La chose la plus significative dans la philosophie de Heidegger est la méthode et le style mêmes de philosopher; ils ont eu et continuent d’avoir le plus grand impact sur la pensée, exigeant «la rigueur de la pensée, la rigueur du discours, la parcimonie des mots». Ce n’est que dans de rares cas que l’influence de Heidegger s’exprime dans l’emprunt d’une problématique, comme dans l’ouvrage de Sartre «L’être et le néant», ou d’une méthode, comme dans «l’herméneutique philosophique» de Hans-Georg Gadamer.
Herméneutique philosophique. Hans-Georg Gadamer (1900 – 2002). «L’herméneutique philosophique» est un concept philosophique qui révèle «la linguistique fondamentale (la corrélation avec le langage) dans toute compréhension [et] le moment de compréhension dans toute connaissance du monde» (13: 13) et prétend ainsi être un concept universel. discipline philosophique.
La philosophie de Heidegger était, en fait, une herméneutique philosophique universelle, mais Heidegger ne s’est pas consciemment fixé pour tâche de développer une méthode herméneutique en tant que telle. Tout comme la séparation du sujet de l’action et de l’action, et la séparation de la règle de l’action et de l’action, selon Heidegger, il existe des traces d’un mode de représentation conceptuel métaphysique. Il ne considère presque jamais la méthode herméneutique séparément de l’une ou l’autre interprétation.
Gadamer, contrairement à Heidegger, fait des efforts significatifs dans son œuvre majeure, Vérité et méthode (1960), pour clarifier les fondements conceptuels de la méthode herméneutique – et avant tout la nature de la compréhension.
Selon Gadamer, la vérité n’est pas seulement une propriété des déclarations scientifiquement vérifiables sur la réalité; la vérité est également perçue dans l’expérience non scientifique. Ainsi, la vérité «se montre» dans les œuvres d’art, l’histoire et la communication humaine. La découverte personnelle de la vérité est la compréhension en tant que processus historique, un accomplissement dans lequel celui qui comprend est toujours déjà inclus à l’avance.
Gadamer développe de manière créative la doctrine heideggerienne des conditions préalables à toute compréhension.
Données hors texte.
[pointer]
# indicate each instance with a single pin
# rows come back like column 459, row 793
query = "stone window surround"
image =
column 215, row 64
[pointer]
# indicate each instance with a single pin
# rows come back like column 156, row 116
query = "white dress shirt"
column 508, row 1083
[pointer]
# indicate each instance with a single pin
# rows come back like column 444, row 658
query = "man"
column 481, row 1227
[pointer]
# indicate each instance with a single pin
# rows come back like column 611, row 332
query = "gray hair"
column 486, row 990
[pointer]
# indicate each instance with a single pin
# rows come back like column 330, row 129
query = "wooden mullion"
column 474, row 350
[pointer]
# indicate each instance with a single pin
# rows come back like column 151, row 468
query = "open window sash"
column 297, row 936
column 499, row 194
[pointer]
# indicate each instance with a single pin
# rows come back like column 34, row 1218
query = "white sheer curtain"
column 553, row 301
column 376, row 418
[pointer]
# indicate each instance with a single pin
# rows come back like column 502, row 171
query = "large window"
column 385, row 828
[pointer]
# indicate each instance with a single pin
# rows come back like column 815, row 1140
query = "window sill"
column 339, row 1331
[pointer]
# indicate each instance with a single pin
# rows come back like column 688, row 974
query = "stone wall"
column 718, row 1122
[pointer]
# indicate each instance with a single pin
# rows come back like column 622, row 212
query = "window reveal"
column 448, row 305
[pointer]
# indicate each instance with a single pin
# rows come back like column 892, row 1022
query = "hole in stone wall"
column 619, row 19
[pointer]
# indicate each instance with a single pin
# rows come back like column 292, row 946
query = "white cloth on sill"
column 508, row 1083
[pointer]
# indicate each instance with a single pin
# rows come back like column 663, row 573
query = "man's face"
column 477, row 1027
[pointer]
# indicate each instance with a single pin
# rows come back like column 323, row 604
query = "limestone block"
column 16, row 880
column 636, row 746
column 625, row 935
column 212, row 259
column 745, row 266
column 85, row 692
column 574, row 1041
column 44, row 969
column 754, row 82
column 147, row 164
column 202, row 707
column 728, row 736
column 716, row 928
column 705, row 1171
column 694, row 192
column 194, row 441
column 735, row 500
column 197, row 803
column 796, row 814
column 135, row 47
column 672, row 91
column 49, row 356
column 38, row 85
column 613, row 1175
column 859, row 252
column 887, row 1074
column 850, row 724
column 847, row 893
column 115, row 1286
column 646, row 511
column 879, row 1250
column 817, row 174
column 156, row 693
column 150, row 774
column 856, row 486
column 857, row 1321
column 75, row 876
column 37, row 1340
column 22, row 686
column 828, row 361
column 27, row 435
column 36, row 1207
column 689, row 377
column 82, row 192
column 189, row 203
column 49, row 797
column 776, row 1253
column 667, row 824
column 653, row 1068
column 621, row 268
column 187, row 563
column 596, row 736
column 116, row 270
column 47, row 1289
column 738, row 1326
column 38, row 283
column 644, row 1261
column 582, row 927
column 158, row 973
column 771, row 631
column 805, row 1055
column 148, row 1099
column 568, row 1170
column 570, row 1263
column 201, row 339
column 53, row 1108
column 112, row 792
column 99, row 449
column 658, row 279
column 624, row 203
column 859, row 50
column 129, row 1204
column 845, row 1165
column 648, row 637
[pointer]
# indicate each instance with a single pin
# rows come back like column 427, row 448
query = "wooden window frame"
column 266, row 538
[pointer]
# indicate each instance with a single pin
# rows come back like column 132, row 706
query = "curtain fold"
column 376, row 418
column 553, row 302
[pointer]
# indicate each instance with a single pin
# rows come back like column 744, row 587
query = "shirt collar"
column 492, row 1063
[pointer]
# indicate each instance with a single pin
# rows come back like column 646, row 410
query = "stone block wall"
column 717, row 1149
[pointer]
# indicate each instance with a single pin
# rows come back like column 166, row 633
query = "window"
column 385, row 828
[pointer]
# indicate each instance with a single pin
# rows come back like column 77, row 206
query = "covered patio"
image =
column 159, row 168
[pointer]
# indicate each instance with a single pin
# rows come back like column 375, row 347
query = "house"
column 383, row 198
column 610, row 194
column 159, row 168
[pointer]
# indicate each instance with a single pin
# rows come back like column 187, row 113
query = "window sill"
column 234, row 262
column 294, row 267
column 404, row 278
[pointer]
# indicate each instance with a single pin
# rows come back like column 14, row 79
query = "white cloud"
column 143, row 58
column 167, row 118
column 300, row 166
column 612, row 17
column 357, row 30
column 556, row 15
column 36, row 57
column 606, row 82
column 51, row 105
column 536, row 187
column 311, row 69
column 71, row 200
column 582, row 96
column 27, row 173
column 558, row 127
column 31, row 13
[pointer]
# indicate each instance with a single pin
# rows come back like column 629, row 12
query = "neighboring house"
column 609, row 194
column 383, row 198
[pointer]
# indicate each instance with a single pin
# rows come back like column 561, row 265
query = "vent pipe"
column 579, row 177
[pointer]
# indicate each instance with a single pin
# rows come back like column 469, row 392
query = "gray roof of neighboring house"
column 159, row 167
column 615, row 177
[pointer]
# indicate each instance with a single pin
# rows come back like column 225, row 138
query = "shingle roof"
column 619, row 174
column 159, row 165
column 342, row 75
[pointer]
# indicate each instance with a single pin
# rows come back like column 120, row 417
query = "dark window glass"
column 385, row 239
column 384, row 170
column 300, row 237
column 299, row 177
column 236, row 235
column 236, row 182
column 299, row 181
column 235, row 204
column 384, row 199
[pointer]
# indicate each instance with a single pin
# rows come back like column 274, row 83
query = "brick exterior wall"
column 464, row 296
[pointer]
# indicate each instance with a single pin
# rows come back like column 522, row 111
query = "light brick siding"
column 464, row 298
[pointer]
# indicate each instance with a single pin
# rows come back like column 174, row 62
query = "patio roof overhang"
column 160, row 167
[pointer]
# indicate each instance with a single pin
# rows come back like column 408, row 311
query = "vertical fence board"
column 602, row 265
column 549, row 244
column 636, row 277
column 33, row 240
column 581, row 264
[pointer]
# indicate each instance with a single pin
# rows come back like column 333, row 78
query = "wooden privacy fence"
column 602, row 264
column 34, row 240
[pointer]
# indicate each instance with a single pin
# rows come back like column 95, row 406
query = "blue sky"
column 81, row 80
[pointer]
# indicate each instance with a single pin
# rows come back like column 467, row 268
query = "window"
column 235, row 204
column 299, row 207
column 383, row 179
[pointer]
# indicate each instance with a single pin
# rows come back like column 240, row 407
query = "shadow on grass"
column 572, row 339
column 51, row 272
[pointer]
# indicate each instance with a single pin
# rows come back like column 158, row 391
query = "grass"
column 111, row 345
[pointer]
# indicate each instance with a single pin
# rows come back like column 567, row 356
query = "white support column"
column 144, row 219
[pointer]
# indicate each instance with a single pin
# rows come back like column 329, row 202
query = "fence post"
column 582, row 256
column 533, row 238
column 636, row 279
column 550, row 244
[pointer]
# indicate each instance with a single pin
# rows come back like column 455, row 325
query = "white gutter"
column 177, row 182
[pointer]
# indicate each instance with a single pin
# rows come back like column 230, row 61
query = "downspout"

Pour lui, la thèse de Heidegger «la compréhension dans son être est toujours historique» signifie que «notre conscience est effectivement historique (wirkungsgeschichtlich)
[57] , c’est-à-dire constituée grâce à une histoire effective, qui ne laisse pas notre conscience libre dans son rapport à l’autre. le passé ” «L’histoire efficace» est une histoire qui ne s’inscrit pas complètement dans le passé, mais qui continue d’influencer et de déterminer le présent. «La conscience herméneutique doit être effectivement historique» signifie que toute compréhension doit s’accompagner d’une conscience de son conditionnement par la tradition, de son «ancrage» dans celle-ci. “En réalité, ce n’est pas l’histoire qui nous appartient, mais nous appartenons à l’histoire… La conscience de soi d’un individu n’est qu’un éclair dans la chaîne fermée de la vie historique.” Paraphrasant à nouveau Heidegger, Gadamer appelle à «l’éveil de la conscience historique active».